As usual though, with this type of film, the failure lies in the execution.
The special effects really leave a lot to be desired, and despite a few gimmicky 3D shots, they really don’t make all that much use of the technology. The acting is pretty bad across the board, with perhaps one exception, and you will see better costumes walking the floor of a comic con.
The story beats are where you would expect, and while the action sequences are not in any way outstanding, they serve to keep the story moving. It’s just a shame that its all done in a kind of a passive way. Had any emotional punch been added to the events or if the acting been more engaging, it could have helped cover some of the more glaring holes.
And yet, there’s still something just inherently watchable about Metalstorm.
Probably the biggest surprise of the film is how good Tim Thomerson is. Anyone growing up in the 80’s would pretty much agree that seeing Thomerson in the cast is a good indication that the movie is going to be bad. He was the reigning king of B movies for a while and graced the covers of countless VHS boxes, all promising the next Star Wars while not delivering a tenth of the magic.
In Metalstorm, Thomerson, relegated to side-kick duty this time around, seems to just play himself. He comes across as an affable smart-ass with a knowing grin, which you can’t help by like. Every time he’s on screen, it’s like a knowing wink to the audience. “Yeah, I know this film sucks, but I’m still having fun. Beats working for a living, right?”

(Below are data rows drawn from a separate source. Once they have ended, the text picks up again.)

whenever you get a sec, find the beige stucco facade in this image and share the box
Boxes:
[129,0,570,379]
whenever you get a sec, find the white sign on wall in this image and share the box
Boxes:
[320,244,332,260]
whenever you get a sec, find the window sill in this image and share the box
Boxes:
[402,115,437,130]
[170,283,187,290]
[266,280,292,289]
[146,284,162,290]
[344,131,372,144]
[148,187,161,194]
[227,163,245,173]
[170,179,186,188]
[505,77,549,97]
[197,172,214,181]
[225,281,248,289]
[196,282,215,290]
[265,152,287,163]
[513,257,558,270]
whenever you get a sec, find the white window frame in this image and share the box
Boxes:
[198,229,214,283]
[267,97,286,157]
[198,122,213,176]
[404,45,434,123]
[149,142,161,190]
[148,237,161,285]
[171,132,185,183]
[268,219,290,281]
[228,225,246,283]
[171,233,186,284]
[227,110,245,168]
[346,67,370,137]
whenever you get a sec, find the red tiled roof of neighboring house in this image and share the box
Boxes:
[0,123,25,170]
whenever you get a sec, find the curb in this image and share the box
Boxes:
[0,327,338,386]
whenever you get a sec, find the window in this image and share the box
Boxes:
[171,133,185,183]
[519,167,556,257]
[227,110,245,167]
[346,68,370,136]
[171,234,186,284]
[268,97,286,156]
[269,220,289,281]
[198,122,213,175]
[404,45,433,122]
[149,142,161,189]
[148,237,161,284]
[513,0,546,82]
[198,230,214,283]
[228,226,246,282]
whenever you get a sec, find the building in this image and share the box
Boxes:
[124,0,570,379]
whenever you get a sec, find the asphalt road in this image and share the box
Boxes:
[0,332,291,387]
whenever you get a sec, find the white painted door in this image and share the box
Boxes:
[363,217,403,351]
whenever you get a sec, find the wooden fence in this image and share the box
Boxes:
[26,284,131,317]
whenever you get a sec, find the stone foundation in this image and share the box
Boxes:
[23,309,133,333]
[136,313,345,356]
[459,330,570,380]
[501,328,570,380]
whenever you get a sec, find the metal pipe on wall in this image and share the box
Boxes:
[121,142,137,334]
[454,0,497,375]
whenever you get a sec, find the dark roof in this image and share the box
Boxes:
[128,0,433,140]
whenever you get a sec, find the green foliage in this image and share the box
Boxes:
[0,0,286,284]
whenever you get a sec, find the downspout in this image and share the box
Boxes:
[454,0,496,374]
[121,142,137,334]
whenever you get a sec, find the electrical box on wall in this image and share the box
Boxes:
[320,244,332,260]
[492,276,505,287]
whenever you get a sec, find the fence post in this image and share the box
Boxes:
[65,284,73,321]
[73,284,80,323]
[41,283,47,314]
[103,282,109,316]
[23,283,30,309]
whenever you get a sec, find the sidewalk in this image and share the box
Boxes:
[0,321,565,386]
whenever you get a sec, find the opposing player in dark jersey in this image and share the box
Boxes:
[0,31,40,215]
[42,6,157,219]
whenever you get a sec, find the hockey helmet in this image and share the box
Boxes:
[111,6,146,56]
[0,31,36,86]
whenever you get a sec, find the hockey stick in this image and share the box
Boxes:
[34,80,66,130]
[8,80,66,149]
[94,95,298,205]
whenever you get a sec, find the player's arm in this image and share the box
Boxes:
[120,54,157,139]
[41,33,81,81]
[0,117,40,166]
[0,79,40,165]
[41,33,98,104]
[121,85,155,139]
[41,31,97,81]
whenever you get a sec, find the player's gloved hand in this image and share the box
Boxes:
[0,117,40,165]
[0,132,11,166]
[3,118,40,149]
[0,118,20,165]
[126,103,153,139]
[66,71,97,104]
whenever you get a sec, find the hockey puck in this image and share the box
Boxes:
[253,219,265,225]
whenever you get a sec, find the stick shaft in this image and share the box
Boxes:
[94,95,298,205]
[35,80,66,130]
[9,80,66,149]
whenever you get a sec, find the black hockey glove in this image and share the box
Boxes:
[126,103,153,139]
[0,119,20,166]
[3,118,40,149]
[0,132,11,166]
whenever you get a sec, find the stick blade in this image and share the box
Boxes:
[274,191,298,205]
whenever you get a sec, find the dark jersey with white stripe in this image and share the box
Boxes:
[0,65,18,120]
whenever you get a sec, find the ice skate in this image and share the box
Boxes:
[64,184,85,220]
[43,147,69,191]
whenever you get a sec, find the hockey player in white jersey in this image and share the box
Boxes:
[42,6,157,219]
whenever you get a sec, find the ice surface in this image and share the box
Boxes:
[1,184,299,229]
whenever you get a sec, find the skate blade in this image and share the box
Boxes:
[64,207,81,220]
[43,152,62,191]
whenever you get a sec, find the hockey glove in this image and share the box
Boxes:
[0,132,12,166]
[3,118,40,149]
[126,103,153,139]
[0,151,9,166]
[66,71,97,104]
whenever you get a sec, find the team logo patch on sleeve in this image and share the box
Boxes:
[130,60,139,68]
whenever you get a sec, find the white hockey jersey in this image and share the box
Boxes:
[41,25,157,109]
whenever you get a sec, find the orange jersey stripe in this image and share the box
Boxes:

The other remarkable thing about the film is the score. According to IMDB, Richard Brand composed and recorded the film’s score in only eleven days. That seems pretty crazy, but damn if it isn’t well done. Reminiscent of many of John Williams’ more memorable theme songs, the Metalstorm theme has a great hook, and after watching the film you may just catch yourself humming it.
Overall, Metalstorm is worth watching, if only for the lesson of what could have been. This is a clear example of a project that is probably better than it deserved to be but far short of where it could have gone.
Perhaps with a bigger budget or more skilled hands involved in the production, they may have been able to follow up on those sequel threads left dangling at the end of the picture.